Sounds simple and obvious, right?. But I rooted around for years trying to find a similar product that runs on Windows machines. The closest I could find was Microsoft OneNote, but its interface is noisy and unintuitive, if you ask me. So I have been using a couple of the “bucket” note taking programs where the user interface consists of a master list of single page notes, with a list of buckets down the left size of the interface. You organize your notes by putting each note in a bucket. These programs are flat and don’t give you that feel of creating a top-down, organized notebook tied to a specific project or job.
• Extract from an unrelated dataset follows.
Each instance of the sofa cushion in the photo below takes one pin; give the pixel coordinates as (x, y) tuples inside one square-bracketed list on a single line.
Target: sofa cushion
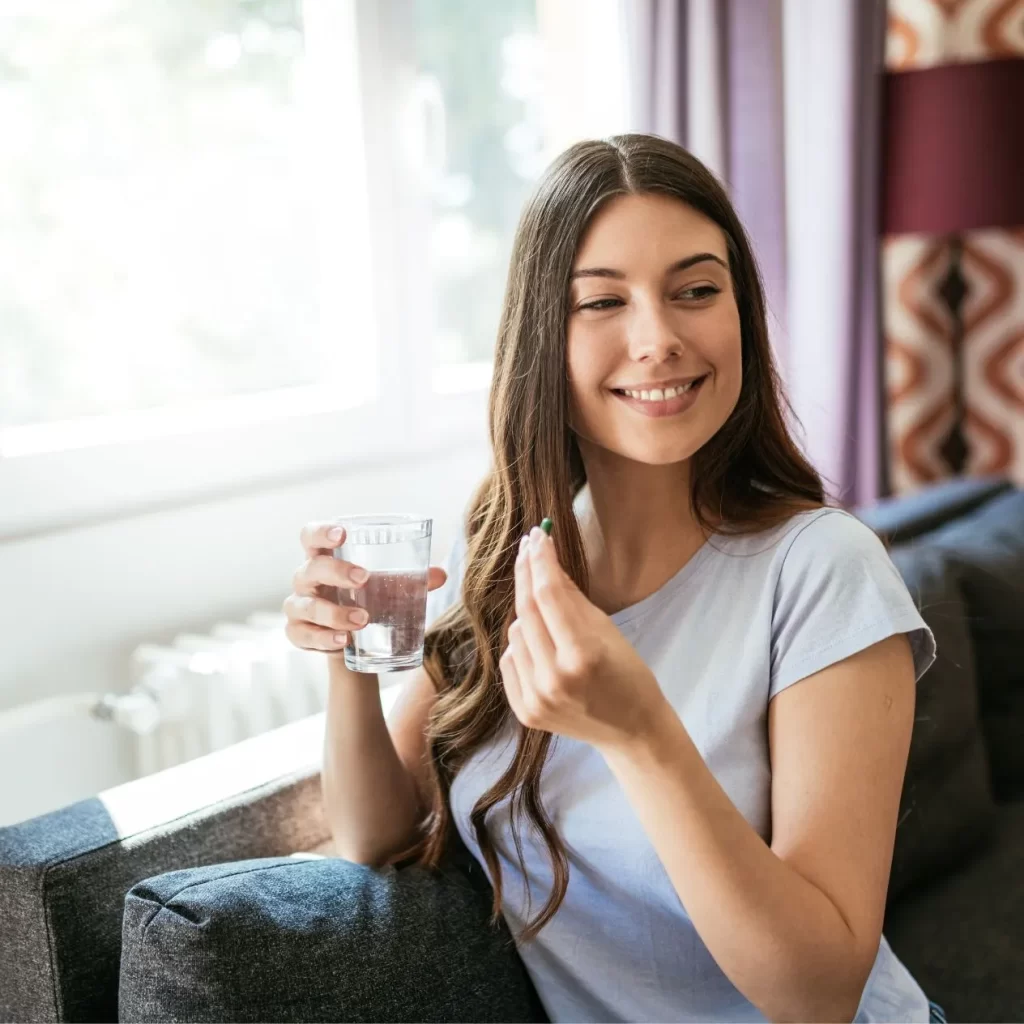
[(946, 806), (309, 938), (987, 548), (963, 937)]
Finally, notebooks for Windows.
Maybe I missed something. Maybe there is one out there. I never found one.
But the folks at Aquaminds just came out with one! It’s called Express Desktop. It’s definitely a scaled down product compared to their others. But now I can make my notebooks on my Windows 7 box just like I do on my Mac. It displays a master list of notebooks and each one is a complete, top down pseudo-notebook, complete with a fake spiral down the side. I feel organized on my Windows machine, finally.
… oh, and Aquaminds’ customer service is astonishing.